Er Fenklinin asker arkadaşı Mustafa Ünal da tanık olarak dinlenildiği duruşmada, Fenklinin, sahte telefon kartı yaptığı yönünde söylenti çıkması üzerine er gazinosundan alınıp eğitim sahasına verildiğini söyledi. Fenklinin bu olaydan sonra içine kapandığını anlatan Ünal, Fenklinin 4 Temmuz 2005 günü eğitimde yere yığıldığını ve hastaneye kaldırıldığını belirtti. Ünal, Fenklinin komutanlarından dayak yediğini görmediğini ve duymadığını ifade etti.
Duruşma hakimi kıdemli albay Turgay Çağlar, duruşmaya gelmeyen 4 tanık erin dinlenip dinlenmeyeceği konusunda tarafların görüşlerini sordu. Müdahil Fatih Fenkli, "Avukatım bile baskı altında kalıp davadan çekiliyorsa, bu tanıkların dinlenmesinde de bir mantık yok" diye konuştu.
Sanıkların avukatlarıysa tanıkların dinlenilmesini istediler. Daha sonra söz alan sanık İsmet Yetkin, avukat Karabulutu tehdit ettikleri yönündeki iddiaları reddetti. Bu sırada müdahil Fenkli ile Yetkin arasında tartışma yaşandı.

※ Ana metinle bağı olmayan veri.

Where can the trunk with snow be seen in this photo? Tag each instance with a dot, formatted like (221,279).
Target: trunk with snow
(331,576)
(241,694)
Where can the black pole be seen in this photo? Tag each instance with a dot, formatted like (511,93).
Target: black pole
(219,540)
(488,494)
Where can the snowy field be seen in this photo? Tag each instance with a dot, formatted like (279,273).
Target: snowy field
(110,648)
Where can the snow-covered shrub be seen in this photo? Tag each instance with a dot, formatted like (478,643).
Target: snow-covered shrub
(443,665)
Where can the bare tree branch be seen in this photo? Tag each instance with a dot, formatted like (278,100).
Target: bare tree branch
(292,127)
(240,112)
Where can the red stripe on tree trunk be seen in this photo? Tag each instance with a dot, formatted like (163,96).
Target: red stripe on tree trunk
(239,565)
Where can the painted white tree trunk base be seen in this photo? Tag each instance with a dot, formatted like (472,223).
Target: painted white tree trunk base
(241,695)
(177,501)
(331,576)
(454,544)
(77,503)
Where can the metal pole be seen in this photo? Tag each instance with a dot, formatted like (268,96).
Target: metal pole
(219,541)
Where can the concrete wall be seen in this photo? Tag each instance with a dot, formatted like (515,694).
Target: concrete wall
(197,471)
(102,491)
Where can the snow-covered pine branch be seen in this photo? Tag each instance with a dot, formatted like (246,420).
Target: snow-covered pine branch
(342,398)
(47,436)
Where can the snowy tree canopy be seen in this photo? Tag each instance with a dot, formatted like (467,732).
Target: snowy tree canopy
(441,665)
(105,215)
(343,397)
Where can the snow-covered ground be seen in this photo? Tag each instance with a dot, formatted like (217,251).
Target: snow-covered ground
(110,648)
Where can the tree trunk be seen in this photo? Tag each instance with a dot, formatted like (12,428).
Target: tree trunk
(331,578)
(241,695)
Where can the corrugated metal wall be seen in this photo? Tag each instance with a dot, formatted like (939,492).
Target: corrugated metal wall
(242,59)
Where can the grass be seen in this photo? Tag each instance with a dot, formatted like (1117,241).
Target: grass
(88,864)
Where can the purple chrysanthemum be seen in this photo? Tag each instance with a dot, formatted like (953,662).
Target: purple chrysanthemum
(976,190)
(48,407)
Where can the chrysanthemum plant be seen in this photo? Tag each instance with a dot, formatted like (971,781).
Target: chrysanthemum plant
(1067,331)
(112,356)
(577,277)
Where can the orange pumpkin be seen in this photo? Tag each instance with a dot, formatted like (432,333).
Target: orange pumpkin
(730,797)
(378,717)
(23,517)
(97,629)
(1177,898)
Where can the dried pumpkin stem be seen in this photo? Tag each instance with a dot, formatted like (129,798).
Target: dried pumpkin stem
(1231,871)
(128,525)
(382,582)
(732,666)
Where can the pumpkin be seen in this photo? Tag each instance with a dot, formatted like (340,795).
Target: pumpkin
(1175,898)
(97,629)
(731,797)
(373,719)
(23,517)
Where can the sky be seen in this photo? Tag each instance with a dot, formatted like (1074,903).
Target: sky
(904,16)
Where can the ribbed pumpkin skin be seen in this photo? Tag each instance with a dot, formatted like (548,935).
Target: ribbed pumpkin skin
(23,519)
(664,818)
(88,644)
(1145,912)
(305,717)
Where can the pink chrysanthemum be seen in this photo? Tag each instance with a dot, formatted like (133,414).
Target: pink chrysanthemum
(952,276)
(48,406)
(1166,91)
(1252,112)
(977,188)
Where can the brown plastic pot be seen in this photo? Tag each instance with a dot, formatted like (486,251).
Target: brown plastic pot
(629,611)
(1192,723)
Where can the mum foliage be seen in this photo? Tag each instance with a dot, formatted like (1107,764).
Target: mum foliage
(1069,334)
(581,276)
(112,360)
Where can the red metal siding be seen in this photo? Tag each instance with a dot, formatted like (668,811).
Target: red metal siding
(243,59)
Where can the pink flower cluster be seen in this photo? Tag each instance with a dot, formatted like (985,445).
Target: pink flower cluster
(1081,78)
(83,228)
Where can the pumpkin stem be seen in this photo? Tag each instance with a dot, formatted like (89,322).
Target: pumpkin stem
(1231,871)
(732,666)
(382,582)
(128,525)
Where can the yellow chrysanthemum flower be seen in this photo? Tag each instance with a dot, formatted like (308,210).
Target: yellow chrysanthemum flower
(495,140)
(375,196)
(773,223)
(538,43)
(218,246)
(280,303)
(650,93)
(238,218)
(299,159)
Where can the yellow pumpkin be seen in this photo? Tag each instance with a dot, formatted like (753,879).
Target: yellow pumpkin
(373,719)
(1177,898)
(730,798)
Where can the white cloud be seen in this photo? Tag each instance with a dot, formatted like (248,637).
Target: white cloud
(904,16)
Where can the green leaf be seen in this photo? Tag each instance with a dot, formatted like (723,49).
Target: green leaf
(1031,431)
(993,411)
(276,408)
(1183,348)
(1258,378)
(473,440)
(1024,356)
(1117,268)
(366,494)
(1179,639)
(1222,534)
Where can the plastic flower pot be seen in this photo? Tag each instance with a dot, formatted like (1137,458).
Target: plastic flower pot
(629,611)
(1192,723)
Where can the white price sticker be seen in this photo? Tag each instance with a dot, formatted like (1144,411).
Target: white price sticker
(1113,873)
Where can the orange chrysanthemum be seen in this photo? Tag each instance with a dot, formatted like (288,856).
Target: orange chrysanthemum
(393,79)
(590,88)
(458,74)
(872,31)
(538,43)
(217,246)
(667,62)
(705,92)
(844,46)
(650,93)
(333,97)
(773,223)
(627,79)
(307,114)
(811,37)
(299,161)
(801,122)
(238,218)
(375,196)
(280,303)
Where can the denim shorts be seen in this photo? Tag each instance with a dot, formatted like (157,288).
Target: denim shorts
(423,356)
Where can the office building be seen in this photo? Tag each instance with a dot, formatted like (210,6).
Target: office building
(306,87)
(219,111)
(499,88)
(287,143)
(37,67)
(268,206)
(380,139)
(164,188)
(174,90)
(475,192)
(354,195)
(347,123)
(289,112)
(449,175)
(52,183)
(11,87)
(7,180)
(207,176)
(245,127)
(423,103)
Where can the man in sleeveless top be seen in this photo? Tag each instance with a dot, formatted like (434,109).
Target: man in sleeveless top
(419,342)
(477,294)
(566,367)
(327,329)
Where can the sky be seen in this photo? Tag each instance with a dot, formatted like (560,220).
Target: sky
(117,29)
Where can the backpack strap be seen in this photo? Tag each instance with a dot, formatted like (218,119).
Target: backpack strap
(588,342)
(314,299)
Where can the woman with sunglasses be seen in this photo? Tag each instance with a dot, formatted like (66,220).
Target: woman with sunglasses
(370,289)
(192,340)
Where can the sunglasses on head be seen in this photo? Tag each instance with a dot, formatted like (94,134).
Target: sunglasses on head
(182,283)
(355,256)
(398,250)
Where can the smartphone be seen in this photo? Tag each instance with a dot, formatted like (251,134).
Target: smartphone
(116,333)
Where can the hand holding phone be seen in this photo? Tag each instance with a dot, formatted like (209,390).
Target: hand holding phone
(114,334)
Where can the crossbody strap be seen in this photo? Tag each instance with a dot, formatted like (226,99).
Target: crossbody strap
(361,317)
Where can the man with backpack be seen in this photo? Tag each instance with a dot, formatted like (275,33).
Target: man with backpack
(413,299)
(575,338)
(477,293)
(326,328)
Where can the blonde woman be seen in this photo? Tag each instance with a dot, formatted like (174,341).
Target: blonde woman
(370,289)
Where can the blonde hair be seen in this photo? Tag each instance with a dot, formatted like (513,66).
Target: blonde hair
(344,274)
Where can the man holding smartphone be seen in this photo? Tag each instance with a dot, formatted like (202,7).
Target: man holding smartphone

Tartışmaya müdahale eden hakim Çağlar, görevlilerden de duruşma çıkışında güvenlik tedbiri alınmasını istedi. Duruşma, eksikliklerin giderilmesi ve bazı kişilerin tanık olarak dinlenip dinlenilmeyeceklerinin daha sonra karara bağlanması için 2 Mart 2006 tarihine ertelendi.
İddianamede, dönemin Tugay Komutanı Tümgeneral Emin Ünalın "kastı aşan müessir fiil" suçundan Askeri Ceza Kanununun (ACK) 117. maddesi uyarınca 2 yıla kadar hapsi isteniyor.
Kurmay Albay Recai Elmas, Merkez Komutanı Yüzbaşı Nahit Balcı ve Uzman Çavuş İlhan Önal için de ACKnın 117. maddesine göre 2şer yıla kadar, Bölük Komutanı Yüzbaşı İsmet Yetkin içinse suçu kasten işlediği iddiasıyla 10 yıla kadar hapis cezası talep ediliyor.